Many algorithms nowadays rely heavily on GPUs for their efficiency and compute power. GPUs are especially popular in deep-learning applications that require enormous amounts of operations on tensors. For example, a single NVIDIA V100 GPU can process 1,525 images/sec training ResNet-50, compared with 48 images/sec when training the same network on an Intel Xeon Gold 6240 (source: volta-v100-datasheet-update-us-1165301-r5.pdf).
These speed-ups allow for faster iterations over models, better search through the hyper-parameter space, and usage of all the data, not just a sample. Armed with NVIDIA GPUs, deep learning researchers and practitioners are now equipped with a workhorse that can significantly speed up knowledge discovery and deliver more accurate insights faster.
Accelerating data science
Until recently, the speed-ups that GPUs enabled were mostly limited to deep learning applications. However, this landscape changed significantly in October 2018, when NVIDIA released the first version of RAPIDS, which enables GPU acceleration for popular PyData APIs like Pandas, Scikit-learn, NetworkX, and more.
The framework equips data scientists and engineers with tools that speed up extract, transform, and load (ETL) tasks using cudf, and significantly accelerates popular machine learning algorithms like XGBoost, Random Forests, and KNN in cuml. But the framework does not stop there. RAPIDS has native support for graphs in cugraph, can speed up geospatial applications in cuspatial, perform complex signal analyses using cusignal and help enterprises fight bad guys using clx.

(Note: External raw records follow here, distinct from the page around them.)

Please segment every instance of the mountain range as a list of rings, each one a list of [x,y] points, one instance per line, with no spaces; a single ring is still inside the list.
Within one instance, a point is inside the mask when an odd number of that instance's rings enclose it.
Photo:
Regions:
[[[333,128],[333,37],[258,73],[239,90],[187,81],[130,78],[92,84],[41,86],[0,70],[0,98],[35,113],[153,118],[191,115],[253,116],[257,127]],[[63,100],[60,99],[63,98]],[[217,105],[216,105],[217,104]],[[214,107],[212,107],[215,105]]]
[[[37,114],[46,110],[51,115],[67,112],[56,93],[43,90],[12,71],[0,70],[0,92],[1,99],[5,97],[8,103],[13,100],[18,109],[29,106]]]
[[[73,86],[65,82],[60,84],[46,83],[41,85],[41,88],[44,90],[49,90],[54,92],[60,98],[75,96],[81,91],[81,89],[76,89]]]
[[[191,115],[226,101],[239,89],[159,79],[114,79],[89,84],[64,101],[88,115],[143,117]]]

If this was not enough, RAPIDS can scale up (to multiple GPUs within the same machine) and out (to multiple nodes with multiple GPUs) using Dask. Dask is a framework initially developed to scale pandas that has been adopted to scale the RAPIDS suite of open source software.
With RAPIDS and Dask, enterprises can now compute tasks that used to take hours or days and finish them in minutes (or seconds as some of the speed-ups available in cugraph and cuml frameworks have been reported to be in the 1,000x-10,000x range). What this means for companies is faster, more accurate data science, delivered at scale, and likely cheaper than with CPU-only based frameworks.
If you or your company are interested in learning more about NVIDIA RAPIDS, and how it can help deliver data science at the speed of thought, NVIDIA’s GTC Digital online conference will publish many great talks and workshops led by the RAPIDS team and industry experts. You can also learn how to easily deploy and train your models during a “Speed Up Your Data Science Tasks By a Factor of 100+ Using AzureML and NVIDIA RAPIDS” session that will work through the process of setting up Dask in the cloud and running data science workloads with RAPIDS. It will be posted the week of March 30 and you can register for free here.
Expanding markets, researching new products and services, and responding to customer needs are fundamental for any successful company. Achieving these goals in today’s enterprise environment requires cost-effectively processing enormous amounts of data. This is why data science matters in the enterprise and why RAPIDS is a game-changer in this space. It enables fast and accurate data processing and analytics.